The CDC Foundation, with financial support from the American Legacy Foundation, awarded the Arizona center one of nine contracts to gain a better understanding of the effectiveness of tobacco control work in states and localities nationwide. Arizona center scientists are analyzing the degree to which four southwestern border states (Arizona, California, New Mexico, and Texas) have addressed and implemented CDC’s Best Practices for Comprehensive Tobacco Control Programs in Hispanic and Native American communities. These guidelines provide states with recommended strategies to prevent and reduce tobacco use, eliminate nonsmokers’ exposure to environmental tobacco smoke, and identify and eliminate disparities related to tobacco use and its effects among different population groups.

“We start with CDC’s guidelines, adapt and develop them for a particular group, and then look at what works and why,” says Michael Lebowitz, M.D., director of the Arizona center. Lebowitz says such research is possible because of the special ability of the PRCs to assess the nature of a community and its interactions and to evaluate how specific ethnic populations deal with health matters. “We’ve been working with Native American and Hispanic communities for over fifteen years,” he says, “so we have a good basis for this project.”
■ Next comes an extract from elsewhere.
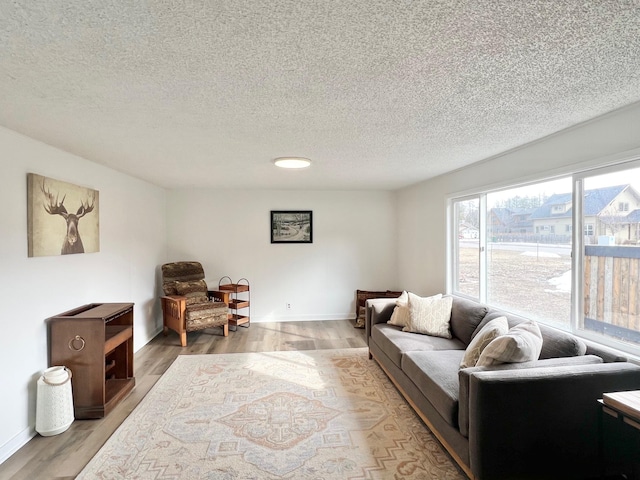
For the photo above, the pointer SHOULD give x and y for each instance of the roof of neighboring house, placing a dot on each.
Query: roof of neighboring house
(595, 201)
(634, 216)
Myra Muramoto, M.D., M.P.H., one of two principal investigators at the Arizona center, divides her time between university research and family practice. “You have to respect the culture of a community if you’re going to have an impact on behavior,” she says. As an example, Muramoto points to ceremonial use of tobacco among Native Americans. “We have to make it very clear that our intention is not to interfere with ceremonial use, while at the same time, getting out the message about the dangers of commercial tobacco use.”

Hispanic communities pose different challenges. “In our southwest Hispanic communities, respect for family and the community is of primary importance,” says Muramoto. “Community members told us that concern for the health of the family would be a culturally relevant way to engage people in smoking cessation interventions.” But, she says, these values present special challenges. “For example, say you’ve decided to quit smoking, and your father’s best friend, an elder you respect, offers you a cigarette. How do you refuse without insulting him?”

Jesse Nodora, Dr.P.H., is local projects administrator at the Arizona Department of Health Services’ Office of Tobacco Education and Prevention Programs and co-principal investigator on the project. He says that designing culturally sensitive interventions goes beyond the broad categories of Hispanic and Native American. “Within each of the several different tribes in Arizona and our border areas, there are multiple clans and family groups, each with its own cultural practices.” In addition, he says, many of the multicultural groups are made up of members of different tribes. In the Hispanic community, Nodora says, similar issues exist.

“‘Hispanic’ is a catchall label,” he says. “Those boxes that you check on census forms for ‘white,’ ‘black,’ ‘Hispanic,’ or ‘Asian,’ don’t really mean much. These include people who have been in this country for five or six generations and those who have been here only a few months. What works in one group may not work in another.”

This intimate understanding of the role tobacco plays within a given community made the PRCs ideally suited to help carry out the mission of the American Legacy Foundation. “We’re deeply committed to supporting research to identify those programs that work best to curb tobacco’s tragic tolls,” says Cheryl G. Healton, Dr.P.H., president and CEO of Legacy. “This funding will identify the types of programs in communities that can be replicated in cities and towns from coast to coast to help extinguish tobacco use.”